But, you say, this exception is expected, and will be handled in some other way – say, by telling the user that he’s entered a bad value, and requesting his input again.

Well then, it’s not an exception, and you shouldn’t use a function that makes an exception out of a commonplace occurrence. Look instead to StringCchCopy, which will return an error result when you overflow. Handle the error result correctly, and you avoid the mess and overhead of exception handling.
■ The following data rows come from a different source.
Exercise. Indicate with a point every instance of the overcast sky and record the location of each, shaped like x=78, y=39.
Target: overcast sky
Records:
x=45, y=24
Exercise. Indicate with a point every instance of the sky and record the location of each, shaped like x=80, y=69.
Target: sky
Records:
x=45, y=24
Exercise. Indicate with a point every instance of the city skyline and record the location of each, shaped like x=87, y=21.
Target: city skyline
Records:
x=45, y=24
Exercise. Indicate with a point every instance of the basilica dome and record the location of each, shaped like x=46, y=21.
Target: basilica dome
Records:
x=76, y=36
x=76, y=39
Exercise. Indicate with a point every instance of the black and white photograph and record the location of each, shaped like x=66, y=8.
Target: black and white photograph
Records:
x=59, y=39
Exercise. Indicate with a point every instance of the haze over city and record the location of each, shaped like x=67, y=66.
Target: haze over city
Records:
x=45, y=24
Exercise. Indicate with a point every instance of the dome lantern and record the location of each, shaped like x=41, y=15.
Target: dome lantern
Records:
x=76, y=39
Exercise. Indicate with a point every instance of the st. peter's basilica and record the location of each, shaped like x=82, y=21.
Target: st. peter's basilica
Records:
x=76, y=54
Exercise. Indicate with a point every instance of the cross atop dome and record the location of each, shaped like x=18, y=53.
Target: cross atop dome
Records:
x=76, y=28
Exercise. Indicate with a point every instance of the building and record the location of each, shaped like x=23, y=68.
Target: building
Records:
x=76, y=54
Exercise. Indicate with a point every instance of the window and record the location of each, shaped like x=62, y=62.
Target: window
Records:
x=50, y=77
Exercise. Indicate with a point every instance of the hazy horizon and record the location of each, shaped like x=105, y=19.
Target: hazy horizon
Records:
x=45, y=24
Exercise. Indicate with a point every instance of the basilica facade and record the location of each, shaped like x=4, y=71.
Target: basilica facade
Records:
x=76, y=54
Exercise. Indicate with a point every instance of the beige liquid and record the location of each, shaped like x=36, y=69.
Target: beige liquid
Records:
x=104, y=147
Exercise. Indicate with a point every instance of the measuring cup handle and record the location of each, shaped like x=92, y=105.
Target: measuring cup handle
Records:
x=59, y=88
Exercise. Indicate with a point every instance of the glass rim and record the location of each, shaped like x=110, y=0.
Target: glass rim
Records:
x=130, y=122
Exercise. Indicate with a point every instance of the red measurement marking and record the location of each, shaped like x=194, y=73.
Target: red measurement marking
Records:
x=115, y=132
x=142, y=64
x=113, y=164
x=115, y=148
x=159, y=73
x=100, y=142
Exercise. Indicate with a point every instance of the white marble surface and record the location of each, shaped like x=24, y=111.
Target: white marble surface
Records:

Or, use strncpy_s with the “_TRUNCATE” parameter for the count value, and get a similar kind of handling.

Programmer Hubris Part 3: Microsoft Knows I’m Not That Into Them

In Programmer Hubris Part 1, I described that frequently I'd come across applications that impinge on my consciousness far more than is justified by my infrequent use of them.

I expressed it rather simply as "I'm just not that into you". You, the developer, may believe that your app is the most important thing in the world – to me, it's something I use once every six months, and not because I want to. Don't give me even more reason to remove your application.

Maybe Microsoft gets this, because they've just released "Windows Principles: Twelve Tenets to Promote Competition".

Some of the highlights relevant to this topic:

1. Installation of any software

2. Easy access

3. Defaults

4. Exclusive promotion of non-Microsoft programs

I also like:

6. APIs

9. No exclusivity

10. Communications protocols

12. Standards

Go and read the document – I hope to hold Microsoft to these principles in the years to come.

Defence in death

“Defence in depth” (or “defense in depth”, if you’re American) is a frequently misunderstood term in security.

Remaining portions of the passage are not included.